CFU of periodontopathic bacteria (P. gingivalis, P. intermedia) is calculated by coating the serially diluted solution on a modified GAM medium supplemented with 25 mg / L gentamicin (manufactured by Wako Pure Chemical Industries, Ltd.) and anaerobic culture. Determined by Further, the CFU of the Russian genus or the Actinomyces genus was calculated by smearing the serially diluted solution on the HIB agar medium and aerobic culture.
The survival rate (%) was determined from the CFU obtained over time, with the CFU of each bacterial species at the start of co-culture (0 hour) as 100%. All experiments were performed in three independent systems, and the average and standard error were obtained and plotted on the graph shown in the figure.
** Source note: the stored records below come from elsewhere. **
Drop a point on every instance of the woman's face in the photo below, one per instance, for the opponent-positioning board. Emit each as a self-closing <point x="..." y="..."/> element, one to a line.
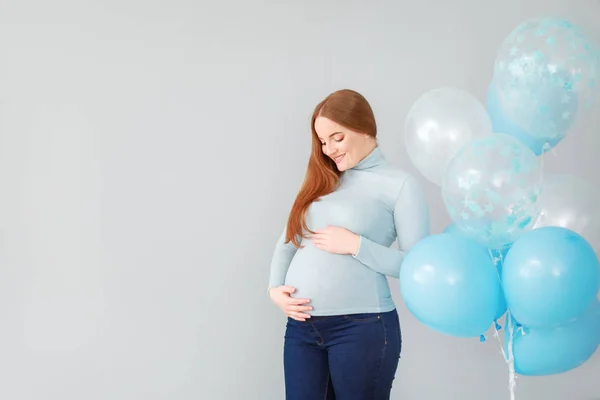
<point x="344" y="146"/>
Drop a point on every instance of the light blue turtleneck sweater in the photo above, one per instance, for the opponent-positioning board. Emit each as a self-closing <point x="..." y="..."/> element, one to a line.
<point x="378" y="202"/>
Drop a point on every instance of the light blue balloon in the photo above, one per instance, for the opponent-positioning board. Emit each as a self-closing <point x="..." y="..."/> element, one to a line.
<point x="502" y="123"/>
<point x="449" y="283"/>
<point x="491" y="188"/>
<point x="542" y="352"/>
<point x="497" y="257"/>
<point x="550" y="277"/>
<point x="544" y="70"/>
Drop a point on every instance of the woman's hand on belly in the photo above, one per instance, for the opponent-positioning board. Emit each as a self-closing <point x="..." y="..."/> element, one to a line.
<point x="336" y="240"/>
<point x="291" y="306"/>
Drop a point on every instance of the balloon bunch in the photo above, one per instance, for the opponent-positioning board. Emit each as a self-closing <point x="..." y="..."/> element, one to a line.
<point x="522" y="245"/>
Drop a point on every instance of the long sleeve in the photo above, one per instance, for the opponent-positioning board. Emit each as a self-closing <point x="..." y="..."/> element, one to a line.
<point x="412" y="223"/>
<point x="282" y="257"/>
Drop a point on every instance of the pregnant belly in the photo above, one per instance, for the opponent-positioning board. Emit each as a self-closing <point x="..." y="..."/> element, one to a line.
<point x="333" y="282"/>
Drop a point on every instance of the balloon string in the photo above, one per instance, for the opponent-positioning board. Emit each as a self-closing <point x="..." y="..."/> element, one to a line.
<point x="508" y="354"/>
<point x="512" y="379"/>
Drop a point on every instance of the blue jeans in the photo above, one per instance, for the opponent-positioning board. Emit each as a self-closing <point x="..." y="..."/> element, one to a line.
<point x="344" y="357"/>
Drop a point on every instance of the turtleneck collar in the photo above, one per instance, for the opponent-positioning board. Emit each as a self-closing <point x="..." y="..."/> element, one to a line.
<point x="373" y="159"/>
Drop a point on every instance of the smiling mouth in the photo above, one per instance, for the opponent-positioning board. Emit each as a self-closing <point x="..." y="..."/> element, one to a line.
<point x="338" y="158"/>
The results of a study on the nitrate-dependent bactericidal effect of periodontopathic bacteria (P. gingivalis) by R. mucilaginosa of the genus Russian (Rothia) will be explained.
First, R. mucilaginosa and P. gingivalis were suspended in HIB and incubated at 37 ° C. for 3 hours. Culturing is performed with sodium nitrate (NaNO ₃ ) added to a final concentration of 10 mM (+) and without (−), and P. gingivalis CFU at the start of the culture (3.4 × 10 ⁷ ). The survival rate of P. gingivalis was determined from the CFU measured over time.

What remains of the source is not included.